Las Vegas biz editor sued over column
Las Vegas Sun business editor Jeff Simpson has been sued by a local casino for libel as a result of a column he wrote in the newspaper, according to a story in the paper.
The story stated, “The lawsuit, filed in Clark County District Court, asks for more than $10,000 in damages Sands claims was caused by a Simpson column published April 2. The column analyzed the competitors for a Singapore casino license. Las Vegas Sands was eventually selected to build the casino.
The Sands’ lawsuit claims that the Sun and Simpson acted with malice in writing that Sands has a ‘sorry Nevada regulatory record,’ a claim the Sands’ suit said was false, and that Sands has suffered and will continue to suffer from the characterization.

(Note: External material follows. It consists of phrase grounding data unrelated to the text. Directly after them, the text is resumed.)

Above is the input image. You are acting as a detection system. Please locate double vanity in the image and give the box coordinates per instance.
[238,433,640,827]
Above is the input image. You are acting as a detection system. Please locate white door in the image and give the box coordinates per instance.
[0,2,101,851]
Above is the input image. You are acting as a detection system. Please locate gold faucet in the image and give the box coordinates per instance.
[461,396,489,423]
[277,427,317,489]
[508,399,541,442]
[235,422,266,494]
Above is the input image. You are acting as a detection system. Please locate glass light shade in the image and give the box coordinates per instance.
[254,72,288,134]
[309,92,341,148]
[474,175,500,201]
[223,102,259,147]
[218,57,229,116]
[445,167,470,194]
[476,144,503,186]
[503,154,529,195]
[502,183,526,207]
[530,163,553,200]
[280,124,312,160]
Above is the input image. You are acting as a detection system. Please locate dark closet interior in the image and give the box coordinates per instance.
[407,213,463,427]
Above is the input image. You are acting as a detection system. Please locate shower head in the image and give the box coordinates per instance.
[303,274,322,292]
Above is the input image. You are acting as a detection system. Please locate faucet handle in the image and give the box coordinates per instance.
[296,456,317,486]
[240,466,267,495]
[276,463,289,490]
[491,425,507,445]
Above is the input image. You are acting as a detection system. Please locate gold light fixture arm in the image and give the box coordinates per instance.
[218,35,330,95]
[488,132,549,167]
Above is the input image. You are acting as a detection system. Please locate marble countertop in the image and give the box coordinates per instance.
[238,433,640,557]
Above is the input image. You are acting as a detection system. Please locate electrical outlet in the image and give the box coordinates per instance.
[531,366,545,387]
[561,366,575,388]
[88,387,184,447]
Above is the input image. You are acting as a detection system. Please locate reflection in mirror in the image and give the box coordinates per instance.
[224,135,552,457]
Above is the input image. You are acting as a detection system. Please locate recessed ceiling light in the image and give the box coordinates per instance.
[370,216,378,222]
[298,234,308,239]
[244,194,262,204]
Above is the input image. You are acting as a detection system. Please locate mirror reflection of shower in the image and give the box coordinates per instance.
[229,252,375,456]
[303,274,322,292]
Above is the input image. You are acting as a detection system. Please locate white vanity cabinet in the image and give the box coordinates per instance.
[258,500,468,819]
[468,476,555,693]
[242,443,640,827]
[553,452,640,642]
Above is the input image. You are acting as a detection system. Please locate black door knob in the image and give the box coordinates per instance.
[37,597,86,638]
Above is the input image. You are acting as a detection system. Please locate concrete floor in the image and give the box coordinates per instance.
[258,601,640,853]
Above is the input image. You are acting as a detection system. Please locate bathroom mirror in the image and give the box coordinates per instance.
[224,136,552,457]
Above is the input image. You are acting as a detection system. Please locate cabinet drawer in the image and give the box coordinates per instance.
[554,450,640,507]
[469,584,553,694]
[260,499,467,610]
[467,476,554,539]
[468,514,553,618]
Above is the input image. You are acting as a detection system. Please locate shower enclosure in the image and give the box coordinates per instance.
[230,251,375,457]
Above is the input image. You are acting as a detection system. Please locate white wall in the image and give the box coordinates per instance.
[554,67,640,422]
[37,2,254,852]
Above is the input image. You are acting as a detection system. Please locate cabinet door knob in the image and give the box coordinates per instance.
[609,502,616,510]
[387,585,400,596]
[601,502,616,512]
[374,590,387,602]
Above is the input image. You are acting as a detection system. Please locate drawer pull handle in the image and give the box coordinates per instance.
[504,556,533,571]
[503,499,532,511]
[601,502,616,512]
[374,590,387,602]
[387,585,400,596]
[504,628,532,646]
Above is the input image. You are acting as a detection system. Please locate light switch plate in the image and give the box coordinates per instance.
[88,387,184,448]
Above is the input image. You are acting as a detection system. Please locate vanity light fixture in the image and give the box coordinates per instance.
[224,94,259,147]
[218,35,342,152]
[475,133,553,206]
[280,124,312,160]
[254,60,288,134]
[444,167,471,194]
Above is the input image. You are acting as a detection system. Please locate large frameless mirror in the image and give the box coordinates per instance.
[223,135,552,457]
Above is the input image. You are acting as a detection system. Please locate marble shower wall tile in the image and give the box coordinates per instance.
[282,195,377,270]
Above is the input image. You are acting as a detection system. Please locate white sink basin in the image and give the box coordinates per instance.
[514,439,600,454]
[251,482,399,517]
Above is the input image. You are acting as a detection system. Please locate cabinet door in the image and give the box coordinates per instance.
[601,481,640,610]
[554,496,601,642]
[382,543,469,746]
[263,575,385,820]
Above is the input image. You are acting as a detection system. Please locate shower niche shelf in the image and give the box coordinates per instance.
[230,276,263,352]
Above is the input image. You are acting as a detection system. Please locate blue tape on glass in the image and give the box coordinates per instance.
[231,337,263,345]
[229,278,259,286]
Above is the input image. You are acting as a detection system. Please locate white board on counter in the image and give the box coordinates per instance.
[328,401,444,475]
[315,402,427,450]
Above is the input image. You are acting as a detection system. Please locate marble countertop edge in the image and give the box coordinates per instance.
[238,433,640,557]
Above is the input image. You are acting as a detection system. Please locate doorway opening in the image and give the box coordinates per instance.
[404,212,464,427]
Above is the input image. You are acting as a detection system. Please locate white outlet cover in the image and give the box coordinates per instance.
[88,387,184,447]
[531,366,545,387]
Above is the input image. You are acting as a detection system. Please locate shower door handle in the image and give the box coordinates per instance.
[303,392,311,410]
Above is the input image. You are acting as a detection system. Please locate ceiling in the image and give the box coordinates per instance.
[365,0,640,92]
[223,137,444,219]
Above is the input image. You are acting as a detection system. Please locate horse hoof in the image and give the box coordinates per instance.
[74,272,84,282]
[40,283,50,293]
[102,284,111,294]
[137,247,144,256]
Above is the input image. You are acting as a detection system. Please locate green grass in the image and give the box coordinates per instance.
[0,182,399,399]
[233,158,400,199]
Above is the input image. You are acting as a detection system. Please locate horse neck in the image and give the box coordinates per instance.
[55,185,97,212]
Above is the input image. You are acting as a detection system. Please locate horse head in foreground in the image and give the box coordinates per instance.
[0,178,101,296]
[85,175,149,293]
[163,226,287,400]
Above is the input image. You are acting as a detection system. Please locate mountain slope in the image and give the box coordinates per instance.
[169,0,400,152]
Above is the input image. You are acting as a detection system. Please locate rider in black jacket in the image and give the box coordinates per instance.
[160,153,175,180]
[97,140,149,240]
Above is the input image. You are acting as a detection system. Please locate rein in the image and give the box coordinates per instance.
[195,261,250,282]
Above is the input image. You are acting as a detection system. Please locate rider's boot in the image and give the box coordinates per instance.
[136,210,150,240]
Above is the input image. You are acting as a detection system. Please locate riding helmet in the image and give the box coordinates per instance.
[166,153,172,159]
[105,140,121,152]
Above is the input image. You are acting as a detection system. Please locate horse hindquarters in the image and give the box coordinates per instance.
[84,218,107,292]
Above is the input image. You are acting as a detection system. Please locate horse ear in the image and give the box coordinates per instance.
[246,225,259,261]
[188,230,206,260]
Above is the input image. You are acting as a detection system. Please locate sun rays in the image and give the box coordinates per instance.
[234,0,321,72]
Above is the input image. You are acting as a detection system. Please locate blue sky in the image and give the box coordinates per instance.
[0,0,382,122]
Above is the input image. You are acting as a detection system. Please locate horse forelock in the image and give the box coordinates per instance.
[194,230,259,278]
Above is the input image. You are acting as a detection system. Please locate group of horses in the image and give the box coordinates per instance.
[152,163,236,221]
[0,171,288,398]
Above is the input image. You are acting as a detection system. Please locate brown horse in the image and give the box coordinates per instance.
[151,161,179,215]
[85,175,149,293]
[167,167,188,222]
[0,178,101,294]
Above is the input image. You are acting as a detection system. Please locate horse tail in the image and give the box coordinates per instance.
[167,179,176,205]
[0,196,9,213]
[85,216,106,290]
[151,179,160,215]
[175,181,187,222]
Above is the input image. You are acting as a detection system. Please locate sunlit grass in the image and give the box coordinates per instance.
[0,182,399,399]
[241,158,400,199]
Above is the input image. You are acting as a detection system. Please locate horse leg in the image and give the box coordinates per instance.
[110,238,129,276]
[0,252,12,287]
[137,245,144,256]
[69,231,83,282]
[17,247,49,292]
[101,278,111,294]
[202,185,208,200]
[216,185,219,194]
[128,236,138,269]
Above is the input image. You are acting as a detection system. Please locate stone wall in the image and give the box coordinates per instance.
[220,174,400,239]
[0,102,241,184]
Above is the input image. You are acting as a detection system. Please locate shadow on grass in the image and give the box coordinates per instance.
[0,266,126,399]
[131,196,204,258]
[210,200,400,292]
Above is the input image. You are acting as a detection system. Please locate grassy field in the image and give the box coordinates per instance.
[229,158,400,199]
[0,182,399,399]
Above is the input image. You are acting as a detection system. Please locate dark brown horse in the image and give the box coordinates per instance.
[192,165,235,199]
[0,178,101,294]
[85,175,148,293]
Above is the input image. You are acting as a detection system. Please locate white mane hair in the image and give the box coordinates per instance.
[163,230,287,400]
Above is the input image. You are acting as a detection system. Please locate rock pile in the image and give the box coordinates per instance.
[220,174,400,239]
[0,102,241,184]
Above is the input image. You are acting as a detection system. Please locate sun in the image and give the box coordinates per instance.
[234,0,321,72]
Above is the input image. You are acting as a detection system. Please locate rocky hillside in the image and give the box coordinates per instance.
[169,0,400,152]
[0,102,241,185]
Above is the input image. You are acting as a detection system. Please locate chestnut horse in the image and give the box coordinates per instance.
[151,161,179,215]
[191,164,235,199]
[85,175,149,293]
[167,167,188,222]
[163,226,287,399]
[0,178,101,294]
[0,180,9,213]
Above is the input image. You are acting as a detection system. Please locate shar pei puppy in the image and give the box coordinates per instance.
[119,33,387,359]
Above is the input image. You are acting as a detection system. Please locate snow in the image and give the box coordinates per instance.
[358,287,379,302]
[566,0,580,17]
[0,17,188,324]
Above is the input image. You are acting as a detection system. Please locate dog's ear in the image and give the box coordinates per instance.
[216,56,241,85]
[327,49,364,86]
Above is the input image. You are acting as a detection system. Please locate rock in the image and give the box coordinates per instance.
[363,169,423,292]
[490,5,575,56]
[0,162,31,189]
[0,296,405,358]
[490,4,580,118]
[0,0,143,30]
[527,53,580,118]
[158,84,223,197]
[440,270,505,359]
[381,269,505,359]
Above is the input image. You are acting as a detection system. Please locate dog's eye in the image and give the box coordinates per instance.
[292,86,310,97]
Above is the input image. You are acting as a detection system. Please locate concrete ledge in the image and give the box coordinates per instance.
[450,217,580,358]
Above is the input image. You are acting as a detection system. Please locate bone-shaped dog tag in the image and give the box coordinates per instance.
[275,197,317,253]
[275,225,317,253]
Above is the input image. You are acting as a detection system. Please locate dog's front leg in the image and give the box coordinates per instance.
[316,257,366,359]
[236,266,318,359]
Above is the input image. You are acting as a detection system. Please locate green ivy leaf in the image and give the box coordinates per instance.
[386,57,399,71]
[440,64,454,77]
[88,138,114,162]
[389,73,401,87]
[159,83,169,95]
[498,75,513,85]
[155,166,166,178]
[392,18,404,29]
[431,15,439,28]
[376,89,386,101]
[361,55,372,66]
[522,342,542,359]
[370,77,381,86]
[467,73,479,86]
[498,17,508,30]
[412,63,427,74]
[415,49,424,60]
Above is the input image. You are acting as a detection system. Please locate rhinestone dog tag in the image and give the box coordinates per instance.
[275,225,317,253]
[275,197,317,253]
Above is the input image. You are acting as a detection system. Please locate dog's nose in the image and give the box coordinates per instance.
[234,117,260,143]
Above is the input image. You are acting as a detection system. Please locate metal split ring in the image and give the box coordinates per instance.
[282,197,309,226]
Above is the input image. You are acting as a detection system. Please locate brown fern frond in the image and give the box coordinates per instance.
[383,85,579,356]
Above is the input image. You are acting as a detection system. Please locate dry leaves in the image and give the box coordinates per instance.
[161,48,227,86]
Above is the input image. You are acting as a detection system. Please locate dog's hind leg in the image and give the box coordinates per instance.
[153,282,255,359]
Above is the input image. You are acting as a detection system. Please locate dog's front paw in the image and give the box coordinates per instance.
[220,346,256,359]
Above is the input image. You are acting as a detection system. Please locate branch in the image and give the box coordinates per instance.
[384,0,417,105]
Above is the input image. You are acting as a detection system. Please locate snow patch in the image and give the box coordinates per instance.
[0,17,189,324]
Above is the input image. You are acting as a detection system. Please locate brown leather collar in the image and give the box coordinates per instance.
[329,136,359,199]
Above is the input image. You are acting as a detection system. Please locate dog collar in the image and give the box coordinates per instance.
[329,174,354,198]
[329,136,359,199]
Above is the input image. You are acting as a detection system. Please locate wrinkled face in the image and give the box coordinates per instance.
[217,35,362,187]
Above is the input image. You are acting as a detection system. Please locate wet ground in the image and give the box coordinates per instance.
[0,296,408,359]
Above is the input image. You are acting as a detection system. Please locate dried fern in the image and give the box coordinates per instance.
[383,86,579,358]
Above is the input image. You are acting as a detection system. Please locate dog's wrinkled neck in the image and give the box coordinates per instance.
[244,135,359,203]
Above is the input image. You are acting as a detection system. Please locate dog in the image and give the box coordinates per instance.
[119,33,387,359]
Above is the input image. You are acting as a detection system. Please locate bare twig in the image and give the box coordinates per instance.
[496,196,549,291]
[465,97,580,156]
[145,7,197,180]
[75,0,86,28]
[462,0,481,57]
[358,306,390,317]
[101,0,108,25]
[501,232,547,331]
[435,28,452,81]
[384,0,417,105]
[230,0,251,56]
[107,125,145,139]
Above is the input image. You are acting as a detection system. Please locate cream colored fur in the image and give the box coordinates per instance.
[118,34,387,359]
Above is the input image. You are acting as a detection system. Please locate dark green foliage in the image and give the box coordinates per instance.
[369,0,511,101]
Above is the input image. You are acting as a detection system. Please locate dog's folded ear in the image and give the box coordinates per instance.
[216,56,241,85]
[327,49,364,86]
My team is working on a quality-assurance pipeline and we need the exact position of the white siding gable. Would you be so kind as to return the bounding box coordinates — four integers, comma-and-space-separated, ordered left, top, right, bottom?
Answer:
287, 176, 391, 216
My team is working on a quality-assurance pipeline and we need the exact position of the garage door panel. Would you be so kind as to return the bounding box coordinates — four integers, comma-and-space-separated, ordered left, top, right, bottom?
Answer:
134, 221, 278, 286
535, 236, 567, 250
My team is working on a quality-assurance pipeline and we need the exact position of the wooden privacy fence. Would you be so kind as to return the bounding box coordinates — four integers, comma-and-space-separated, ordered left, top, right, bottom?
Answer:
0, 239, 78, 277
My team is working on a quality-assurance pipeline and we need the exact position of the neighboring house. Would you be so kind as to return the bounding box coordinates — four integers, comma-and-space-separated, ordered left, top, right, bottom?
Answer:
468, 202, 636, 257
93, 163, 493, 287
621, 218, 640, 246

“‘The column was neither malicious nor factually incorrect,’ Michael J. Kelley, managing editor of the Sun, said yesterday. ‘It was a legitimate effort to guess the likely winner for a casino license in Singapore, and falls well within the definition of fair comment under the First Amendment. The writer, in a later column, congratulated Las Vegas Sands after it won. And Las Vegas Sands’ regulatory record, everywhere it does business or is working to do business, is a matter of public record. This is a frivolous suit, and we will vigorously defend it.'”
Read more here.
Simpson was named the Sun’s business editor in 2004 and is executive editor of the Sun’s sister publication, In Business Las Vegas. He writes on behind-the-scenes happenings in the gaming industry and in the valley’s broader business community. His column appears on Sunday.